Orthographic mapping is a crucial skill for early readers who are developing word recognition, a key to reading success. It involves the connection between letters and sounds so that students can see how written words correspond to spoken language. While this may seem like a challenging concept, with the right tools and strategies, helping students develop orthographic mapping skills can be made simple and fun! In this blog post, I’ll share hands on strategies and routines for teaching orthographic mapping to your kindergarten and first grade students!
What is Orthographic Mapping?
Orthographic Mapping is the process the brain uses to permanently store words in our long term memory and immediately recall them for fluent reading. More simply put, when you can read a word without having to stop and put any effort into decoding it, that word has been orthographically mapped into your brain.
Can We Teach Orthographic Mapping?
Not directly. It’s a mental process, not a skill or activity that can be directly taught. What we can do is teach skills that help naturally promote the process of orthographic mapping.
Orthographic mapping requires three essential skills:
Phonemic awareness – The ability to identify, analyze, and manipulate sounds in words.
Automatic letter sound correspondence – Understanding that letters represent sound.
Decoding skills – The ability to identify letter sounds and blend them together to read a word.

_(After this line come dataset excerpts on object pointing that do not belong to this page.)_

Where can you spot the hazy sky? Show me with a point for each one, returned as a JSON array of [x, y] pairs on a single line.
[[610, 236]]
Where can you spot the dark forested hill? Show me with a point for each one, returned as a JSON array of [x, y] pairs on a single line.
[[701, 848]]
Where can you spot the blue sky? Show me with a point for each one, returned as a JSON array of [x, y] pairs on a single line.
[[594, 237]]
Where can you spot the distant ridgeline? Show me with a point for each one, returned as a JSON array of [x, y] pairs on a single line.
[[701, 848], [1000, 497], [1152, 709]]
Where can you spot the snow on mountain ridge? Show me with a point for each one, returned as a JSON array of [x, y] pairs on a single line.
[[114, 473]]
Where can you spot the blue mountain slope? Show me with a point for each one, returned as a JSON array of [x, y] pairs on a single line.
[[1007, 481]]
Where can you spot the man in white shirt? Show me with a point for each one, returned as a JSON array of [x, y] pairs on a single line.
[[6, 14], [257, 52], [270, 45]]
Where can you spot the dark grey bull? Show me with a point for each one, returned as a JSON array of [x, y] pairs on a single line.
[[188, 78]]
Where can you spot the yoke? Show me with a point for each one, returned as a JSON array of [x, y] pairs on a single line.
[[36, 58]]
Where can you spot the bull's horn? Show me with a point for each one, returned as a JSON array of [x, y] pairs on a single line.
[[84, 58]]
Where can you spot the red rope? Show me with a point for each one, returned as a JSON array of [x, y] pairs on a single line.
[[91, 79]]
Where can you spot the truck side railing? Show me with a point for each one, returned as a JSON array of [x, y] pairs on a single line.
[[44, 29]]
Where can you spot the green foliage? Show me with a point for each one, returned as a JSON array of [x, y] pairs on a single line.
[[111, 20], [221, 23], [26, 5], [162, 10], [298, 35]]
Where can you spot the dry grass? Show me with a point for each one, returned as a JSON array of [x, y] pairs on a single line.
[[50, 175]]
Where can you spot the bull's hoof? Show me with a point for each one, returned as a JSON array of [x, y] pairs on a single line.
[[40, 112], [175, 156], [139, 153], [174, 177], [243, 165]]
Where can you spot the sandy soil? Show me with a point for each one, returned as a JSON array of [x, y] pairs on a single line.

In kindergarten and first grade, we can teach these skills through explicit whole group and small group reading instruction. In doing so, we give students repeated opportunities to practice the skills that help them begin to instantly recall words. Think of students who have been working on short -a word patterns. Once they learn how to spell the word “cat”, they are more likely to recognize the -at pattern in “bat” and “mat.” The more letter-sound relationships they learn, the more words they will be able to unlock.
Routines That Promote Orthographic Mapping
To help students foster the mental process of Orthographic Mapping, we can focus on developing their phonemic awareness and phonics skills.
Word Mapping is a tangible way to represent the relationship between letter and sound correspondence, also known as phonemes and graphemes. It walks students through the process of physically matching letters with the sounds they represent. In first grade and kindergarten this improves students ability to decode and eventually recognize words automatically, which leads to fluent readers!
WORD MAPPING TO PROMOTE ORTHOGRAPHIC MAPPING
Are you ready to give word mapping a try? You can find a complete years worth of Orthographic Mapping Word Mats HERE. Students can use these themed Word Mapping Mats to practice mapping sight words and new phonic patterns they are learning! Changing the theme on their mats keeps students engaged in this familiar practice, every time they see a new theme their excitement for word mapping is renewed! The use of different manipulatives also keeps students engaged and having fun while word mapping. You can use anything you have one hand – linking cubes, counter chips, mini erasers, etc. In the example below I used candy hearts as the manipulative in February!
I hope the information and resources shared here help you understand the orthographic mapping-process and get you excited about the ways you can help students build letter-sound connections on their road to reading fluency!